# Tutorial 1 - Loading hypergraphs and basic functionality

In [1]:
import hypergraph as hg
from hypergraph import Hypergraph
import random
import pandas as pd
import numpy as np

## Loading hypergraphs from different formats

We handle loading hypergraphs in many different formats, but the hypergraph constructor takes five main data formats:
* A Hypergraph object
* A hyperedge list
* A hyperedge dictionary
* A 2-column pandas dataframe specifying (node, edge) bipartite edges
* An incidence matrix (A Numpy or Scipy matrix)

In [2]:
n = 1000
m = 1000

min_edge_size = 2
max_edge_size = 25

# hyperedge list
hyperedge_list = [random.sample(range(n), random.choice(range(min_edge_size,max_edge_size+1))) for i in range(m)]

# hyperedge dict
hyperedge_dict = {i : random.sample(range(n), random.choice(range(min_edge_size,max_edge_size+1))) for i in range(m)}

# pandas dataframe
fname = "../data/disGene.txt"
df = pd.read_csv(fname, delimiter=" ", header=None)

# incidence matrix
incidence_matrix = np.random.randint(0, high=2, size=(n, m), dtype=int)

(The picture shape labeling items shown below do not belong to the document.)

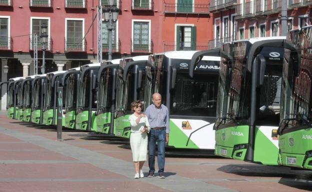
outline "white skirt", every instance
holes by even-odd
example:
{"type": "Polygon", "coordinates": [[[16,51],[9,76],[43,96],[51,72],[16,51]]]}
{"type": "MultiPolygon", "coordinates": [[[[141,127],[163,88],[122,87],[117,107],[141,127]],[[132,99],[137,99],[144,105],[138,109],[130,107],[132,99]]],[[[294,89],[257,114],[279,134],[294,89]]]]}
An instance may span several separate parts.
{"type": "Polygon", "coordinates": [[[134,162],[146,161],[148,154],[148,134],[136,131],[130,135],[130,146],[134,162]]]}

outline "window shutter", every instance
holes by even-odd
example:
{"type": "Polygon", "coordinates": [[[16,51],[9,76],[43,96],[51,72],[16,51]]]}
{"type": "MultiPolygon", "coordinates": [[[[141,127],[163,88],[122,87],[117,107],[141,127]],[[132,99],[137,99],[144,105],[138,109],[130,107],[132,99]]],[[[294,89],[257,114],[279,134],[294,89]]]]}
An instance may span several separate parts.
{"type": "Polygon", "coordinates": [[[196,50],[196,27],[191,27],[192,50],[196,50]]]}
{"type": "Polygon", "coordinates": [[[181,27],[180,26],[176,26],[176,50],[178,51],[181,49],[181,36],[180,32],[181,32],[181,27]]]}

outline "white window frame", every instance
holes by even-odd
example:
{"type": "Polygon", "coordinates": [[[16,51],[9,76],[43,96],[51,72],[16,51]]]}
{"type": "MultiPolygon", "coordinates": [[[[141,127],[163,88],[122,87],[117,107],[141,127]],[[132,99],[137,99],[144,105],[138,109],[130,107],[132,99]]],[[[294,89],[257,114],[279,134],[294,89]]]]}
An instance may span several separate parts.
{"type": "MultiPolygon", "coordinates": [[[[120,46],[120,45],[118,44],[119,43],[119,39],[118,38],[118,22],[119,21],[119,19],[117,19],[117,20],[116,20],[116,52],[119,52],[119,46],[120,46]],[[118,44],[118,45],[117,45],[118,44]]],[[[104,19],[102,19],[102,24],[103,23],[103,21],[105,21],[105,20],[104,20],[104,19]]],[[[101,40],[102,41],[102,40],[101,40]]]]}
{"type": "MultiPolygon", "coordinates": [[[[152,9],[152,0],[148,0],[148,7],[150,7],[150,10],[152,9]]],[[[132,1],[132,7],[134,7],[134,0],[133,0],[132,1]]],[[[119,2],[118,2],[117,3],[117,7],[119,7],[119,2]]]]}
{"type": "MultiPolygon", "coordinates": [[[[67,41],[67,21],[68,20],[80,20],[82,21],[82,36],[84,35],[84,18],[65,18],[65,40],[67,41]]],[[[82,50],[86,51],[86,47],[84,47],[85,38],[82,39],[82,50]]],[[[67,50],[66,46],[65,46],[65,50],[67,50]]]]}
{"type": "MultiPolygon", "coordinates": [[[[288,16],[288,17],[287,17],[287,21],[288,21],[288,20],[289,19],[292,19],[292,29],[290,30],[292,30],[294,29],[294,17],[293,16],[288,16]]],[[[300,20],[300,19],[299,19],[300,20]]],[[[298,26],[300,26],[300,25],[298,25],[298,26]]]]}
{"type": "MultiPolygon", "coordinates": [[[[300,19],[303,18],[307,18],[308,22],[309,21],[308,14],[302,14],[301,15],[298,15],[298,28],[299,29],[301,28],[301,27],[300,26],[300,25],[301,25],[300,19]]],[[[294,22],[294,19],[292,19],[292,21],[294,22]]],[[[310,23],[308,23],[308,24],[310,24],[310,23]]]]}
{"type": "MultiPolygon", "coordinates": [[[[233,26],[234,26],[234,23],[235,23],[235,22],[236,22],[236,20],[234,20],[234,17],[235,17],[235,16],[236,16],[236,13],[231,14],[231,22],[230,22],[231,26],[230,26],[230,30],[231,36],[232,36],[232,35],[233,34],[233,26]]],[[[236,23],[236,26],[237,27],[237,23],[236,23]]],[[[236,29],[234,29],[234,30],[236,30],[236,29]]],[[[236,36],[237,36],[237,33],[236,33],[236,36]]],[[[232,40],[233,40],[234,37],[234,36],[232,36],[232,40]]],[[[235,39],[236,39],[236,38],[235,39]]]]}
{"type": "Polygon", "coordinates": [[[177,44],[176,44],[176,33],[178,32],[178,31],[176,31],[176,27],[178,26],[194,26],[194,24],[184,24],[184,23],[176,23],[174,24],[174,50],[176,51],[176,47],[177,47],[177,44]]]}
{"type": "MultiPolygon", "coordinates": [[[[32,0],[30,0],[30,6],[32,6],[32,0]]],[[[10,4],[10,2],[11,0],[9,0],[9,5],[10,4]]],[[[67,0],[66,0],[67,1],[67,0]]],[[[51,6],[51,0],[48,0],[48,6],[49,7],[51,6]]]]}
{"type": "MultiPolygon", "coordinates": [[[[82,0],[82,6],[84,6],[82,8],[86,8],[86,0],[82,0]]],[[[68,7],[67,5],[67,0],[65,0],[65,7],[68,7]]]]}
{"type": "MultiPolygon", "coordinates": [[[[131,38],[132,41],[134,40],[134,22],[148,22],[148,42],[150,41],[150,31],[152,31],[152,20],[150,19],[132,19],[132,30],[131,30],[131,38]]],[[[151,44],[148,43],[148,51],[151,52],[151,44]]],[[[131,42],[131,50],[133,50],[133,41],[131,42]]]]}
{"type": "Polygon", "coordinates": [[[245,38],[245,27],[244,27],[244,26],[241,26],[240,27],[238,27],[238,40],[244,39],[244,38],[245,38]],[[240,31],[242,29],[244,29],[244,34],[242,35],[244,38],[242,39],[240,38],[240,31]]]}
{"type": "MultiPolygon", "coordinates": [[[[221,25],[221,18],[220,17],[218,17],[218,18],[214,18],[214,39],[216,39],[216,21],[217,20],[220,20],[220,25],[221,25]]],[[[221,30],[221,26],[220,26],[220,30],[221,30]]],[[[219,38],[218,38],[218,39],[220,39],[221,38],[221,33],[220,33],[220,36],[219,37],[219,38]]]]}
{"type": "MultiPolygon", "coordinates": [[[[192,4],[194,5],[194,0],[192,0],[192,4]]],[[[176,0],[176,8],[175,8],[175,11],[176,12],[178,12],[178,0],[176,0]]],[[[195,12],[195,6],[192,6],[192,12],[195,12]]]]}
{"type": "Polygon", "coordinates": [[[248,26],[248,38],[254,38],[254,37],[256,37],[256,24],[251,24],[250,25],[248,26]],[[254,37],[250,37],[250,27],[254,27],[254,37]]]}
{"type": "MultiPolygon", "coordinates": [[[[48,50],[50,50],[50,30],[51,30],[51,23],[50,23],[50,17],[38,17],[38,16],[31,16],[30,17],[30,34],[32,34],[32,19],[48,19],[48,46],[47,46],[47,49],[48,50]]],[[[32,35],[30,35],[30,42],[32,42],[32,35]]],[[[39,42],[39,38],[40,38],[40,37],[38,35],[37,36],[37,42],[39,42]]],[[[30,44],[30,49],[32,49],[32,44],[30,44]]]]}
{"type": "Polygon", "coordinates": [[[259,37],[261,37],[261,26],[264,25],[264,36],[266,36],[266,24],[265,22],[259,24],[259,37]]]}
{"type": "Polygon", "coordinates": [[[280,36],[280,19],[276,19],[274,20],[272,20],[270,22],[270,36],[272,36],[272,23],[274,22],[278,22],[278,35],[276,36],[280,36]]]}
{"type": "Polygon", "coordinates": [[[225,26],[225,24],[224,24],[224,20],[226,18],[228,18],[228,38],[229,37],[229,35],[228,35],[228,16],[224,16],[223,17],[223,18],[222,18],[222,37],[224,38],[224,34],[226,34],[225,33],[225,31],[224,31],[224,26],[225,26]]]}
{"type": "Polygon", "coordinates": [[[10,44],[10,16],[2,16],[0,15],[0,18],[7,18],[8,19],[8,49],[11,49],[11,44],[10,44]]]}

### Loading a hyperedge list

When a user gives a hyperedge list, the system automatically creates system edge IDs.

In [3]:
H = hg.Hypergraph(hyperedge_list)
print(f"The hypergraph has {H.number_of_nodes()} nodes and {H.number_of_edges()} edges")

The hypergraph has 1000 nodes and 1000 edges


### Loading a hyperedge dictionary

When a user gives a hyperedge dictionary, the system uses the edge IDs specified in the dictionary.

In [4]:
H = hg.Hypergraph(hyperedge_dict)
print(f"The hypergraph has {H.number_of_nodes()} nodes and {H.number_of_edges()} edges")

The hypergraph has 1000 nodes and 1000 edges


### Loading an incidence matrix

When a user gives an incidence matrix, the system transforms the non-zero entries into lists of rows and columns specifying a bipartite edge list.

In [5]:
H = hg.Hypergraph(incidence_matrix)
print(f"The hypergraph has {H.number_of_nodes()} nodes and {H.number_of_edges()} edges")

The hypergraph has 1000 nodes and 1000 edges


### Loading a Pandas dataframe
When a user gives a Pandas dataframe, the system automatically imports the first two columns as lists of node and edge indices specifying a bipartite edge list.

In [6]:
H = hg.Hypergraph(df)
print(f"The hypergraph has {H.number_of_nodes()} nodes and {H.number_of_edges()} edges")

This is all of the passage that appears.